Former Trump campaign advisor Roger Stone, who is
reportedly still a very close confidante, explained in a January interview with
Politico that his candidate had
“totally committed himself to an entirely communications-based strategy,
something that veteran political strategists like me were skeptical about. ‘What do you mean, you’re going to run a
campaign and spend almost nothing on paid television or paid radio, or any paid
advertising?’
“He
envisioned a campaign that was all communications, based around the notion that
he would go into these states, do these big speeches, and the speeches would
get wall-to-wall coverage from the networks, which it did [sic]. And then, on top of that, you know, as many
television interviews as he could smash into one day. So, and I’m sure you remember this, there was
a period in which you couldn’t turn on the TV or the cable without getting
Donald Trump … therefore, he believed that you could compete with paid media
through the free media.”
Conservatives have another name for the “free media”
to which Stone refers. We know them as
the liberal media. You know, the same
liberal media that commit themselves to politically defeating and personally
destroying the Republican candidate in every presidential general election
campaign. For Trump to gamble on their
benevolence has been, to put it mildly, a colossal blunder.
Still not seeming to realize this, Trump is now
lashing out at the media with the righteous anger of somebody who feels
betrayed. During the primaries, he once
joked that he could shoot somebody and he wouldn’t suffer for it in the
polls. Now he can’t get away with
spitting on the sidewalk. Once he won
the Republican nomination, the media suddenly became judgmental toward
him. No longer does he get the sort of
coverage that Hillary Clinton is getting, in which the story becomes the
media’s own wonderment at how nothing seems to negatively affect her.

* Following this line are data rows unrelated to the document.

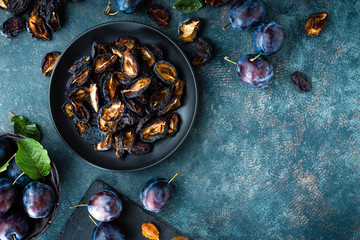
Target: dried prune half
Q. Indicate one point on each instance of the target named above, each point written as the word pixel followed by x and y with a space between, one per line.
pixel 129 65
pixel 104 145
pixel 159 15
pixel 38 28
pixel 93 135
pixel 316 24
pixel 110 87
pixel 178 88
pixel 147 56
pixel 154 131
pixel 98 49
pixel 137 88
pixel 140 148
pixel 300 82
pixel 79 94
pixel 18 7
pixel 216 3
pixel 166 72
pixel 104 62
pixel 79 78
pixel 94 96
pixel 80 112
pixel 159 99
pixel 13 26
pixel 80 64
pixel 48 62
pixel 173 123
pixel 124 43
pixel 189 29
pixel 107 127
pixel 112 111
pixel 173 104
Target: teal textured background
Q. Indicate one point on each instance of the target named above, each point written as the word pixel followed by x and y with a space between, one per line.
pixel 258 164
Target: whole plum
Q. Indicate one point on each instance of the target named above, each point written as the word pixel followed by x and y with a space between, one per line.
pixel 105 206
pixel 256 73
pixel 13 226
pixel 156 194
pixel 107 231
pixel 269 38
pixel 7 195
pixel 38 199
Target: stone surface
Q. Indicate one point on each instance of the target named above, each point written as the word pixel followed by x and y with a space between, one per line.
pixel 258 164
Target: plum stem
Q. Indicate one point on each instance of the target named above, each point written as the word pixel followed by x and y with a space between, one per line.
pixel 173 177
pixel 224 28
pixel 92 219
pixel 22 174
pixel 227 59
pixel 253 59
pixel 79 205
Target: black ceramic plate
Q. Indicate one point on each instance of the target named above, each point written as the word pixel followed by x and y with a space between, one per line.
pixel 81 46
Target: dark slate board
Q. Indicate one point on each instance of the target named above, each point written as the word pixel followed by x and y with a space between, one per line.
pixel 79 226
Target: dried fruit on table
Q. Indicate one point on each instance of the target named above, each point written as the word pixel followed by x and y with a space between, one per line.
pixel 38 28
pixel 150 231
pixel 316 24
pixel 159 14
pixel 48 63
pixel 18 7
pixel 189 29
pixel 166 72
pixel 216 3
pixel 300 82
pixel 13 26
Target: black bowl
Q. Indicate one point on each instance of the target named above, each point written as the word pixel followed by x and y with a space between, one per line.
pixel 81 46
pixel 38 226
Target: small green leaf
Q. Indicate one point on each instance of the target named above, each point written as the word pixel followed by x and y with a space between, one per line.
pixel 188 6
pixel 32 158
pixel 25 127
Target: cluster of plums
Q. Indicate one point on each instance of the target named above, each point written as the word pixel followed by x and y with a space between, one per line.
pixel 255 70
pixel 37 198
pixel 105 206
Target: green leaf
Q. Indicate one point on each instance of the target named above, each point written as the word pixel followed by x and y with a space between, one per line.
pixel 25 127
pixel 188 6
pixel 32 158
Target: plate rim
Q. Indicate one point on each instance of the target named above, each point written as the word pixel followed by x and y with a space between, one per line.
pixel 188 64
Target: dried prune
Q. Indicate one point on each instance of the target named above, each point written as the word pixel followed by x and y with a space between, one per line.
pixel 188 30
pixel 112 111
pixel 216 3
pixel 79 64
pixel 18 7
pixel 129 65
pixel 173 123
pixel 98 49
pixel 154 131
pixel 104 145
pixel 159 99
pixel 159 14
pixel 48 63
pixel 93 135
pixel 147 55
pixel 137 88
pixel 300 82
pixel 104 62
pixel 37 28
pixel 13 26
pixel 166 72
pixel 140 148
pixel 316 24
pixel 124 43
pixel 110 87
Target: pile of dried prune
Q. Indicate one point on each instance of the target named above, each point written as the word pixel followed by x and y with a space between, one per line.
pixel 124 96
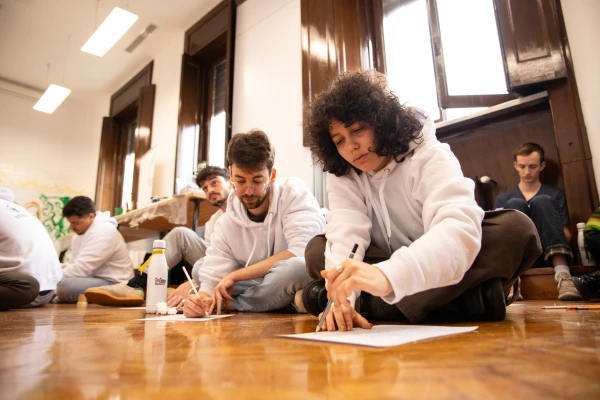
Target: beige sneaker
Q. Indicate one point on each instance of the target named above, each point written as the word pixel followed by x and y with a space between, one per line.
pixel 118 294
pixel 298 303
pixel 566 289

If only Trump were a conservative, or if he had any
idea what it’s like to be one, or even if he had one as a close advisor, he
would have known to expect this since the day he announced his candidacy. Anybody who had observed liberal media bias
during previous presidential election cycles would have warned him that the
reason he was getting valuable free media in the primaries was that he was the
candidate the media most wanted to oppose in the fall, but that he could expect
them to start giving him the Quayle treatment a minute after the balloons fell
from the convention hall ceiling.
For
a Republican presidential candidate to rely on his ability to manipulate the
“free media” is like Daffy Duck handing Elmer Fudd a
shotgun and asking him what season it is.
He’d have to actually be oblivious to the fact that liberals mean him
harm.
Then again, that’s entirely plausible coming from a
candidate who associates so closely with the likes of Stone, a man so far
outside the Republican mainstream that he was chairman of the Specter ’96
campaign. It was Stone, with his first
wife Ann, who founded the pro-abortion group Republicans for Choice. Also an advocate of gay marriage and pot
legalization, Stone would later bolt the GOP to join the Libertarian Party.
Stone says he was skeptical of this “free media”
strategy, but evidently he didn’t know enough to warn Trump about how
dramatically the media would turn on him once he became the nominee. Neither, apparently, did any of the people
who are officially advising Trump today.
So much for his ability to hire good people to cover for the gaps in his
own knowledge.
Ultimately, this absurd strategy, like most of Trump’s
problems, is of his own making. Not only
has he exhibited remarkably poor foresight, but for a man who so relishes being
in charge, he abdicated control of his messaging to the liberal media with an
astonishing lack of skepticism. His
having done so is enough to validate the suspicion among conservatives that
he’s really still a Democrat at heart.
Why else would he have expected to get what he wanted for free?